Prof. Zbigniew Ćwiąkalski opowiada się za zmianami w postępowaniu dyscyplinarnym prokuratorów. Zdaniem byłego ministra sprawiedliwości nawet w najbardziej rażących przypadkach jest niesłychanie trudno uchylić immunitet i postawić prokuratora przed sądem koleżeńskim.
Trwa dyskusja na temat pracy prokuratury, a zwłaszcza skuteczności prokuratury katowickiej. - Prokuratura chce się wpisać w konwencję narzuconą przez media i chce informować dokładnie o przebiegu śledztwa w sprawie półrocznej Magdy z Sosnowca. - Lepiej żeby prokuratura mówiła mniej, a robiła swoje – uważa prof. Ćwiąkalski.
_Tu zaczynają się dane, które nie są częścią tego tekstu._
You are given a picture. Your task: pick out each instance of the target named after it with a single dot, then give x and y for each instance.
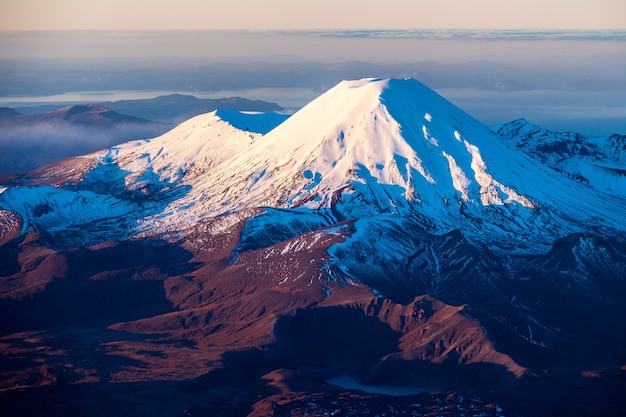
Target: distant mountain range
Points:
(248, 263)
(42, 134)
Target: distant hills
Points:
(35, 136)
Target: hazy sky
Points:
(305, 14)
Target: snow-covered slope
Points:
(361, 149)
(375, 146)
(597, 161)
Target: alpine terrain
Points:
(379, 252)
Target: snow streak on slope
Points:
(392, 146)
(599, 162)
(361, 149)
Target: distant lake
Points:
(587, 112)
(349, 383)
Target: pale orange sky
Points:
(306, 14)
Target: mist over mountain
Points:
(257, 264)
(44, 134)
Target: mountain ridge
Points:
(379, 233)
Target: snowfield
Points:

Adwokat i były minister sprawiedliwości prof. Zbigniew Ćwiąkalski zauważył w programie telewizyjnym „Kropka nad i”, że niebawem zostanie zaprezentowany inny model prokuratury w Kodeksie postępowania karnego. Komisja Kodyfikacyjna Prawa Karnego pod kierunkiem prof. Andrzeja Zolla przygotowała już zmiany. Zostanie więc wprowadzona zasada kontradyktoryjności do procesu karnego. Na etapie postępowania sądowego, gdyż na etapie postępowania przygotowawczego zmiany będą niewielkie.
Zgodnie z nowym projektem kpk prokurator, który przygotował akt oskarżenia będzie musiał być bardziej aktywny przed sądem, szukać dowodów i bronić swoich tez.
- Zgadzam się z tym, że zmiany, które wprowadziliśmy i których byłem inicjatorem w prokuraturze jest tylko częścią zamierzeń – akcentuje prof. Ćwiąkalski. – Jestem przeciwnikiem politycznego charakteru kontroli działań prokuratorów. Prof. Zbigniew Ćwiąkalski opowiada się za zmianami w postępowaniu dyscyplinarnym prokuratorów. Zdaniem byłego ministra sprawiedliwości nawet w najbardziej rażących przypadkach jest niesłychanie trudno uchylić immunitet i postawić prokuratora przed sądem koleżeńskim. Kontrola merytoryczna – tak, ale polityczna – nie – zaznaczył w TVN24 Zbigniew Ćwiąkalski.
Po drugie prokurator swoimi błędnymi decyzjami potrafi zniszczyć ludziom życie osobiste, zawodowe i rodzinne. I często nie ponosi tego konsekwencji.